Merge pull request #856 from Jackwaterveg/fix_bug

Fix bugs of space id in score.cpp and unuse detokenize

Merge pull request #856 from Jackwaterveg/fix_bug
Fix bugs of space id in score.cpp and unuse detokenize
156a8402 · Hui Zhang · GitHub · 55225852 · 08281eca · 156a8402
3 changed file
--- a/deepspeech/decoders/swig/scorer.cpp
+++ b/deepspeech/decoders/swig/scorer.cpp
@@ -26,6 +26,7 @@
 #include "decoder_utils.h"

 using namespace lm::ngram;
+const std::string kSPACE = "<space>";

 Scorer::Scorer(double alpha,
               double beta,
@@ -165,7 +166,7 @@ void Scorer::set_char_map(const std::vector<std::string>& char_list) {

    // Set the char map for the FST for spelling correction
    for (size_t i = 0; i < char_list_.size(); i++) {
-        if (char_list_[i] == " ") {
+        if (char_list_[i] == kSPACE) {
            SPACE_ID_ = i;
        }
        // The initial state of FST is state 0, hence the index of chars in

--- a/deepspeech/exps/deepspeech2/model.py
+++ b/deepspeech/exps/deepspeech2/model.py
@@ -27,6 +27,7 @@ from paddle import inference
 from paddle.io import DataLoader
 from yacs.config import CfgNode

+from deepspeech.frontend.featurizer.text_featurizer import TextFeaturizer
 from deepspeech.io.collator import SpeechCollator
 from deepspeech.io.dataset import ManifestDataset
 from deepspeech.io.sampler import SortagradBatchSampler
@@ -271,6 +272,8 @@ class DeepSpeech2Tester(DeepSpeech2Trainer):

    def __init__(self, config, args):
        super().__init__(config, args)
+        self._text_featurizer = TextFeaturizer(
+            unit_type=config.collator.unit_type, vocab_filepath=None)

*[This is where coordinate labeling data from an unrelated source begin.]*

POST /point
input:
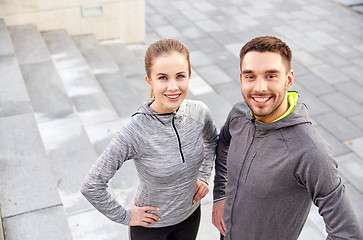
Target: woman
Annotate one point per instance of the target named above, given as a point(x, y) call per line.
point(172, 142)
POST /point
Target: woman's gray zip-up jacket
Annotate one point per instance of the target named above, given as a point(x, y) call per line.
point(170, 152)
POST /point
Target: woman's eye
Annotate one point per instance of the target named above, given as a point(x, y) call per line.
point(271, 76)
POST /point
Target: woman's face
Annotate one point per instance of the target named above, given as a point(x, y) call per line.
point(169, 80)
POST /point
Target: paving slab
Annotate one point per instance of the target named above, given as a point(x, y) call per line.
point(315, 105)
point(338, 126)
point(329, 73)
point(14, 98)
point(332, 58)
point(306, 59)
point(231, 92)
point(342, 103)
point(356, 145)
point(208, 45)
point(315, 84)
point(26, 177)
point(224, 59)
point(28, 44)
point(48, 223)
point(357, 120)
point(5, 41)
point(337, 147)
point(214, 75)
point(46, 91)
point(356, 200)
point(93, 225)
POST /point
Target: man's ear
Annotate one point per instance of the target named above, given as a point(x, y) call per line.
point(290, 79)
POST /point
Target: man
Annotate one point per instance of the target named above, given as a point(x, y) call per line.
point(275, 161)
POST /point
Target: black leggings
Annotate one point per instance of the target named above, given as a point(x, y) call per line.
point(186, 230)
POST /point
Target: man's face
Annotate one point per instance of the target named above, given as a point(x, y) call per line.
point(265, 81)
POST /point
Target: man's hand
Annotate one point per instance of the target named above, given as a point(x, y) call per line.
point(140, 216)
point(200, 191)
point(217, 216)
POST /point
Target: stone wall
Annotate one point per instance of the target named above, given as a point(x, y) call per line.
point(107, 19)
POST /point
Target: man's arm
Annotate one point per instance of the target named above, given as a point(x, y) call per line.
point(220, 179)
point(318, 172)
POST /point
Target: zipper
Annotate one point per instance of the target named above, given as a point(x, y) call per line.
point(177, 135)
point(248, 170)
point(248, 149)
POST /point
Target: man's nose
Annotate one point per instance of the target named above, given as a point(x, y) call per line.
point(172, 85)
point(261, 85)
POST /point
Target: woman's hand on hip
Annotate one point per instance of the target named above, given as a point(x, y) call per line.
point(141, 216)
point(200, 191)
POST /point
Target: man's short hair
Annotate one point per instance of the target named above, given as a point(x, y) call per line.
point(267, 44)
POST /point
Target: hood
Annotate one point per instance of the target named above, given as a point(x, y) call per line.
point(162, 117)
point(298, 115)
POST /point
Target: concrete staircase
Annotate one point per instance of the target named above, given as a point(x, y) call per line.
point(61, 100)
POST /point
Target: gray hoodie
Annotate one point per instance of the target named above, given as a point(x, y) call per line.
point(170, 152)
point(275, 171)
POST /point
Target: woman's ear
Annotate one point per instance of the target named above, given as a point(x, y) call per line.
point(290, 79)
point(148, 80)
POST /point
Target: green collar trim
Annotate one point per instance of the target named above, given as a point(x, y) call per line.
point(291, 100)
point(292, 97)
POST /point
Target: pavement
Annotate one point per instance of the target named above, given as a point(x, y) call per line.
point(65, 96)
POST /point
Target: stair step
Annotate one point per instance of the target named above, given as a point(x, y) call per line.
point(46, 91)
point(48, 223)
point(28, 44)
point(6, 46)
point(128, 63)
point(97, 58)
point(14, 98)
point(91, 104)
point(71, 156)
point(26, 179)
point(123, 96)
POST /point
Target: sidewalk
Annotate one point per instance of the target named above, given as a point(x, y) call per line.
point(326, 41)
point(66, 96)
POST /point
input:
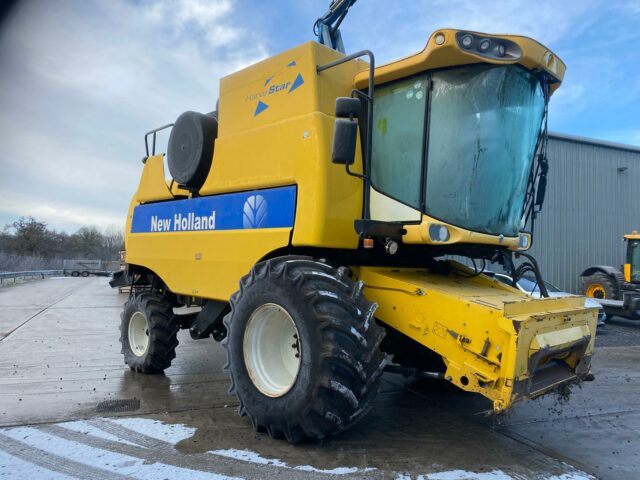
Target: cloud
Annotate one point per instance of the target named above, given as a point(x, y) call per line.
point(58, 214)
point(81, 82)
point(545, 20)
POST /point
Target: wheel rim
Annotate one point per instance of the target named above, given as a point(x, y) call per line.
point(138, 334)
point(271, 350)
point(595, 290)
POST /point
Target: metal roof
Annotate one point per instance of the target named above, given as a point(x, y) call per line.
point(593, 141)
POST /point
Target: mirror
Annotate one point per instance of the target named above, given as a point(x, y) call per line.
point(347, 107)
point(345, 136)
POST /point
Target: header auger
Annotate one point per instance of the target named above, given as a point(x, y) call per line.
point(301, 264)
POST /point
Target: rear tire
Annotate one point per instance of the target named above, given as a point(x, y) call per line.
point(148, 333)
point(338, 373)
point(599, 286)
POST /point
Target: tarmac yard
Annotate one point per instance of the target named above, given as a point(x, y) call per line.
point(70, 408)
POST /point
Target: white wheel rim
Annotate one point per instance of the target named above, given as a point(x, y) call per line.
point(138, 334)
point(271, 350)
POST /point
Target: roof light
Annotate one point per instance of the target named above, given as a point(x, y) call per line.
point(467, 41)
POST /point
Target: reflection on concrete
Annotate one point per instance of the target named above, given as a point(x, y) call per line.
point(62, 357)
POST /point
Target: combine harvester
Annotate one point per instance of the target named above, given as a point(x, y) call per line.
point(327, 215)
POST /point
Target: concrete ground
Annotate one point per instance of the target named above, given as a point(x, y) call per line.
point(60, 359)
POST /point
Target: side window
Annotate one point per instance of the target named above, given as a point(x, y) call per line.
point(398, 135)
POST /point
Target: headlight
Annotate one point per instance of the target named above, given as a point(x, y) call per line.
point(438, 233)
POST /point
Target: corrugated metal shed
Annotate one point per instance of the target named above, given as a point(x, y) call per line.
point(593, 199)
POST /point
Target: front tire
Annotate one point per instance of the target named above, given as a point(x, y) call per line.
point(302, 348)
point(148, 333)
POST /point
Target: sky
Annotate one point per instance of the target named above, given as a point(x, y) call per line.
point(81, 81)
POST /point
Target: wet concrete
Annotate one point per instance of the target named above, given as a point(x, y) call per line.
point(60, 357)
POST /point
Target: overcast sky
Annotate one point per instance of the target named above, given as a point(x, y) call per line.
point(82, 80)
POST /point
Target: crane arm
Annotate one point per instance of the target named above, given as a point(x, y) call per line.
point(327, 28)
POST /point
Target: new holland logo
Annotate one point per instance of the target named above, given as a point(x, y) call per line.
point(254, 212)
point(275, 88)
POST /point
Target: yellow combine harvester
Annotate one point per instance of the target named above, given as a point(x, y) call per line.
point(618, 290)
point(325, 217)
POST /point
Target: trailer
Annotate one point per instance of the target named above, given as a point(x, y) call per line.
point(84, 268)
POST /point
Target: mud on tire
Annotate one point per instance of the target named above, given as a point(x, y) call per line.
point(340, 360)
point(161, 332)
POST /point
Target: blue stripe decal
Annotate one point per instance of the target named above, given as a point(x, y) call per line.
point(269, 208)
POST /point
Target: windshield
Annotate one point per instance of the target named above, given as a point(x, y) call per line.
point(483, 126)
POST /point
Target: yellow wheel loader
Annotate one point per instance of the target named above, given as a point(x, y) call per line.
point(316, 210)
point(618, 290)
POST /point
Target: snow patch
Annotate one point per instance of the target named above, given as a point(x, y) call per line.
point(88, 429)
point(253, 457)
point(104, 459)
point(464, 475)
point(14, 467)
point(493, 475)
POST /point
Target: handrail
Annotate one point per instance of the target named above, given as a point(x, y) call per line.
point(154, 132)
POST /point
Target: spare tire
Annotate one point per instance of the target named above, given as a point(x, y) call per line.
point(191, 148)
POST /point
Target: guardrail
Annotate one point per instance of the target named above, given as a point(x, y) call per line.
point(29, 274)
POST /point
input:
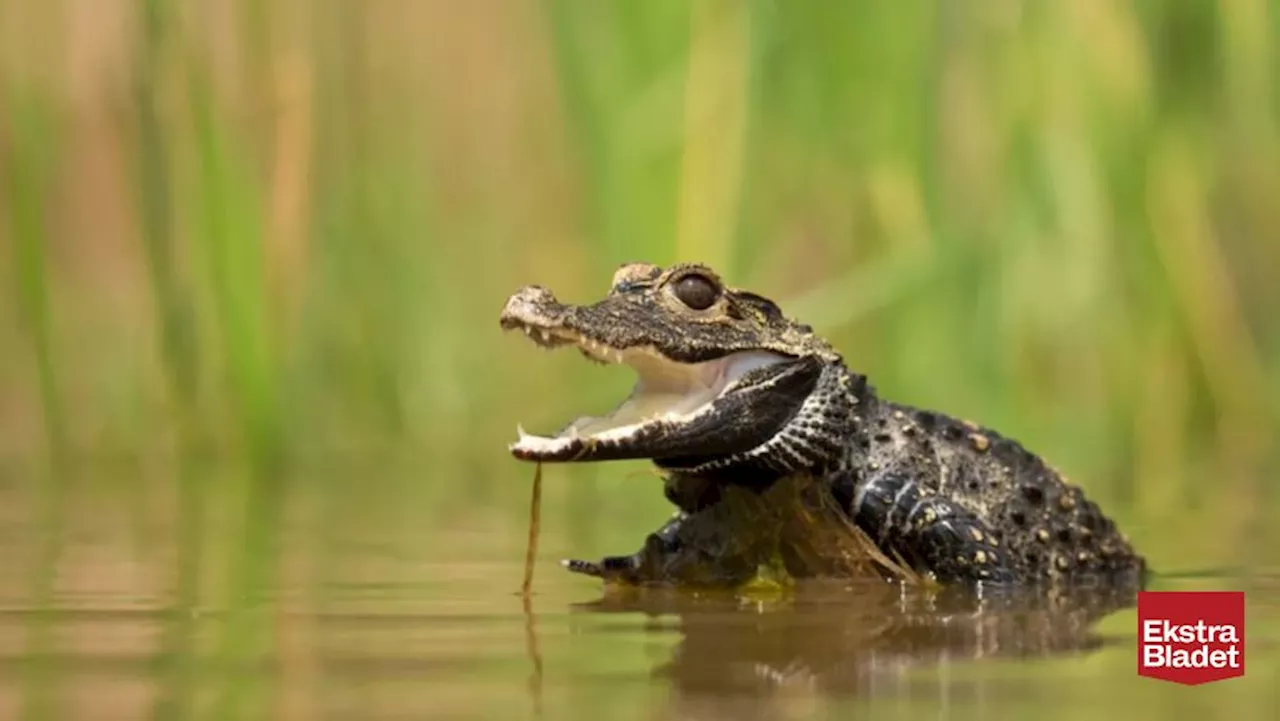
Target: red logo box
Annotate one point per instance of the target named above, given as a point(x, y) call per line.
point(1191, 637)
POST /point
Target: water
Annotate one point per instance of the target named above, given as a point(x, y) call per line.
point(382, 616)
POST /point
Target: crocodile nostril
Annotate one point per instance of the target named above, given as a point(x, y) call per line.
point(531, 305)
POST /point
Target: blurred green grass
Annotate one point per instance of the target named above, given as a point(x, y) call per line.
point(269, 232)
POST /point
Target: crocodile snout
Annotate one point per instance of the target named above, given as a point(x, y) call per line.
point(530, 306)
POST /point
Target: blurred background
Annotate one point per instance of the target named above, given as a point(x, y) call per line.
point(255, 252)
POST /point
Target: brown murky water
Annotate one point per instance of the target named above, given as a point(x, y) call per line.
point(379, 623)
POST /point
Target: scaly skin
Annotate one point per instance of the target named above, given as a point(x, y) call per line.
point(952, 500)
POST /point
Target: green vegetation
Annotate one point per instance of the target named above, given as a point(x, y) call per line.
point(255, 252)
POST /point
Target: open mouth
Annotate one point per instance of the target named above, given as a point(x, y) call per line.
point(667, 393)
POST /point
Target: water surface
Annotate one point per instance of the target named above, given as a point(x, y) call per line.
point(373, 608)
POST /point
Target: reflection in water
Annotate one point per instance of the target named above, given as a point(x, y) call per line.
point(859, 640)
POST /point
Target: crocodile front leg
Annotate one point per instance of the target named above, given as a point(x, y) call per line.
point(661, 548)
point(929, 532)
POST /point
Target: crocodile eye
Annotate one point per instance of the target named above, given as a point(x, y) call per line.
point(696, 291)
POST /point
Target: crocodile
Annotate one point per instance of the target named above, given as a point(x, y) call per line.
point(732, 393)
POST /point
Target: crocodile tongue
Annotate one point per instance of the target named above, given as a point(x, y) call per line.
point(668, 398)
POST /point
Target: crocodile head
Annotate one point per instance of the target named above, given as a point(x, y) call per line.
point(725, 378)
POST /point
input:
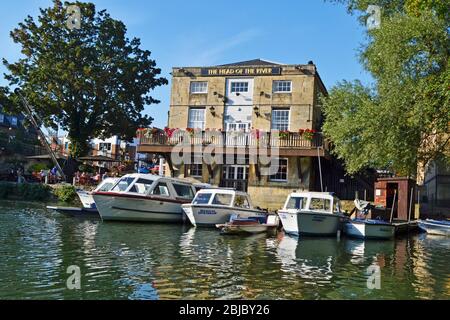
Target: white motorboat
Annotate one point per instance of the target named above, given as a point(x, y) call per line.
point(238, 225)
point(215, 206)
point(311, 213)
point(145, 198)
point(86, 196)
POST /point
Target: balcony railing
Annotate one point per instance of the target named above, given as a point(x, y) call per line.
point(235, 139)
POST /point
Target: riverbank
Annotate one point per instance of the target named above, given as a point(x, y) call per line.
point(64, 193)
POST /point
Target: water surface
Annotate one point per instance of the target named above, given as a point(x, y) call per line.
point(158, 261)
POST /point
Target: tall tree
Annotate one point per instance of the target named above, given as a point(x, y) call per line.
point(80, 71)
point(402, 120)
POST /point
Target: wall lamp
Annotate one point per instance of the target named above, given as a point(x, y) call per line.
point(256, 109)
point(213, 111)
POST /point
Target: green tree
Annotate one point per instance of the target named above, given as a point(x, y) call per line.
point(402, 120)
point(92, 81)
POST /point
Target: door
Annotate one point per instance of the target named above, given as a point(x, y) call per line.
point(235, 177)
point(240, 92)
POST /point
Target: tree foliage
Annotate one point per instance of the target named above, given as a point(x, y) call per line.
point(403, 119)
point(92, 81)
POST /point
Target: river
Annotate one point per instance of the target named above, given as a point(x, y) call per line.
point(158, 261)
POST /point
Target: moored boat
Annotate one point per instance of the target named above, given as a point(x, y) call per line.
point(215, 206)
point(250, 225)
point(369, 229)
point(311, 213)
point(86, 196)
point(145, 198)
point(435, 227)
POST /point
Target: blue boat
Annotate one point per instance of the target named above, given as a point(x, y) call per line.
point(438, 227)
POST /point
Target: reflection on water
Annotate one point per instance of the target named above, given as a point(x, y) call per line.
point(149, 261)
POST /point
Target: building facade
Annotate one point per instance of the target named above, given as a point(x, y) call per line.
point(238, 100)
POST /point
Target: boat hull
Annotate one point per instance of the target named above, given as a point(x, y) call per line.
point(364, 230)
point(434, 228)
point(210, 216)
point(86, 199)
point(310, 223)
point(88, 213)
point(140, 209)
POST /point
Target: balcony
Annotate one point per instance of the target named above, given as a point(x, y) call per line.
point(287, 144)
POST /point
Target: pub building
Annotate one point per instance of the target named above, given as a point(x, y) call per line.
point(256, 95)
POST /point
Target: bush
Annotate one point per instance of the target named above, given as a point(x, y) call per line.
point(37, 167)
point(66, 193)
point(5, 189)
point(25, 191)
point(33, 191)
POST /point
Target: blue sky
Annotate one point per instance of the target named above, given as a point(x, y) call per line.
point(203, 33)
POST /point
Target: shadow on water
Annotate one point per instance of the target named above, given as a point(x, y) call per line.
point(159, 261)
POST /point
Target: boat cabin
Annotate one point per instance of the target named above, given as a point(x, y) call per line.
point(148, 185)
point(223, 197)
point(321, 202)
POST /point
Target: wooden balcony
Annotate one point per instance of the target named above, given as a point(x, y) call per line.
point(290, 144)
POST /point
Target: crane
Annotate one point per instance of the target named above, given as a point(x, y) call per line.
point(35, 120)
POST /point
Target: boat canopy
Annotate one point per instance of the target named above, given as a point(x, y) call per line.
point(322, 202)
point(148, 184)
point(223, 197)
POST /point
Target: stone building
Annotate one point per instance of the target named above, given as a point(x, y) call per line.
point(238, 100)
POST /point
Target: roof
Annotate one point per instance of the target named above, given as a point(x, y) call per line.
point(253, 62)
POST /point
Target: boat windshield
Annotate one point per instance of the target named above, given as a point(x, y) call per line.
point(298, 203)
point(105, 186)
point(222, 199)
point(320, 204)
point(141, 186)
point(123, 184)
point(202, 198)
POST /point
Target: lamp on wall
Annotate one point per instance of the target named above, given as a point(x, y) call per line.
point(256, 109)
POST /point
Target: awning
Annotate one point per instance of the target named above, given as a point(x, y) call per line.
point(98, 158)
point(47, 157)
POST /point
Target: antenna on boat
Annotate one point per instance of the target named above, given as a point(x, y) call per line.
point(320, 169)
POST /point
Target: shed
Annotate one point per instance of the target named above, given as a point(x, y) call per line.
point(396, 192)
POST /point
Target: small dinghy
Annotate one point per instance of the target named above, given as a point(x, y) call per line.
point(251, 225)
point(436, 227)
point(369, 229)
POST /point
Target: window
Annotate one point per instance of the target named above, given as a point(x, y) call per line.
point(222, 199)
point(241, 201)
point(298, 203)
point(281, 175)
point(196, 118)
point(280, 119)
point(282, 86)
point(123, 184)
point(320, 204)
point(196, 170)
point(13, 121)
point(337, 205)
point(199, 87)
point(239, 87)
point(202, 198)
point(161, 189)
point(184, 191)
point(104, 146)
point(142, 186)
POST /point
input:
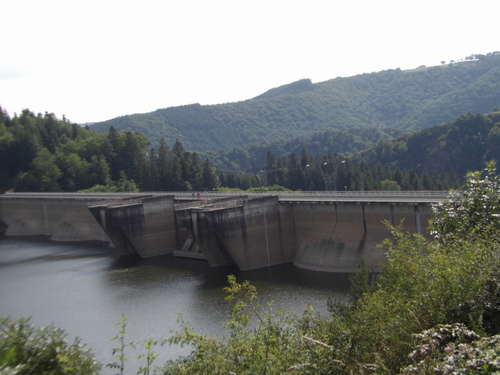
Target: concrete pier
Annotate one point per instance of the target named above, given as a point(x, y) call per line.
point(257, 231)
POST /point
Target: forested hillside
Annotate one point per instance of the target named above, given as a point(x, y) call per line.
point(42, 153)
point(460, 146)
point(392, 99)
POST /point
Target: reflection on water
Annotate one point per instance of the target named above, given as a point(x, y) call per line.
point(84, 289)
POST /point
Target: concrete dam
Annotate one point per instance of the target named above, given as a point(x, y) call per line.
point(321, 231)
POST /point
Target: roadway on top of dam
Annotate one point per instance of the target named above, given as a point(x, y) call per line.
point(424, 196)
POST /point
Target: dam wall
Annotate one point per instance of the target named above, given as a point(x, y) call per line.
point(337, 236)
point(328, 234)
point(144, 225)
point(56, 218)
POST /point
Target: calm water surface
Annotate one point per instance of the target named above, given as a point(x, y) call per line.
point(84, 289)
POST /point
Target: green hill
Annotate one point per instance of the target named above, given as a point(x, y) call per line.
point(461, 146)
point(392, 99)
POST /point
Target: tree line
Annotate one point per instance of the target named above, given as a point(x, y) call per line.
point(42, 153)
point(334, 172)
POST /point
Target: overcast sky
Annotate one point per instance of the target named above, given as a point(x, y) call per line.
point(95, 60)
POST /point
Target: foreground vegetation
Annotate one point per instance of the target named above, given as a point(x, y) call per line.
point(435, 309)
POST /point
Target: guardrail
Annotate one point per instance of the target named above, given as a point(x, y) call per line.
point(208, 204)
point(342, 195)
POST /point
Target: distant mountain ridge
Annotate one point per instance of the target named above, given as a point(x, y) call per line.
point(393, 99)
point(460, 146)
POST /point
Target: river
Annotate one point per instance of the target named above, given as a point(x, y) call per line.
point(85, 289)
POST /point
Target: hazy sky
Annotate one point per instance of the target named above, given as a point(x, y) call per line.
point(95, 60)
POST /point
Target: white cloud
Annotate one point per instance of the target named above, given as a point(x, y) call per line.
point(93, 60)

    def ordid2token(self, texts, texts_len):
        """ ord() id to chr() chr """
@@ -299,6 +302,7 @@ class DeepSpeech2Tester(DeepSpeech2Trainer):

        result_transcripts = self.compute_result_transcripts(audio, audio_len,
                                                             vocab_list, cfg)
+
        for utt, target, result in zip(utts, target_transcripts,
                                       result_transcripts):
            errors, len_ref = errors_func(target, result)
@@ -335,6 +339,12 @@ class DeepSpeech2Tester(DeepSpeech2Trainer):
            cutoff_prob=cfg.cutoff_prob,
            cutoff_top_n=cfg.cutoff_top_n,
            num_processes=cfg.num_proc_bsearch)
+        #replace the <space> with ' '
+        result_transcripts = [
+            self._text_featurizer.detokenize(sentence)
+            for sentence in result_transcripts
+        ]
+
        self.autolog.times.stamp()
        self.autolog.times.stamp()
        self.autolog.times.end()
@@ -455,6 +465,11 @@ class DeepSpeech2ExportTester(DeepSpeech2Tester):
            output_probs, output_lens, vocab_list, cfg.decoding_method,
            cfg.lang_model_path, cfg.alpha, cfg.beta, cfg.beam_size,
            cfg.cutoff_prob, cfg.cutoff_top_n, cfg.num_proc_bsearch)
+        #replace the <space> with ' '
+        result_transcripts = [
+            self._text_featurizer.detokenize(sentence)
+            for sentence in result_transcripts
+        ]

        return result_transcripts


--- a/deepspeech/frontend/featurizer/text_featurizer.py
+++ b/deepspeech/frontend/featurizer/text_featurizer.py
@@ -118,8 +118,10 @@ class TextFeaturizer():
        """
        text = text.strip()
        if replace_space:
-            text = text.replace(" ", SPACE)
-        return list(text)
+            text_list = [SPACE if item == " " else item for item in list(text)]
+        else:
+            text_list = list(text)
+        return text_list

    def char_detokenize(self, tokens):
        """Character detokenizer.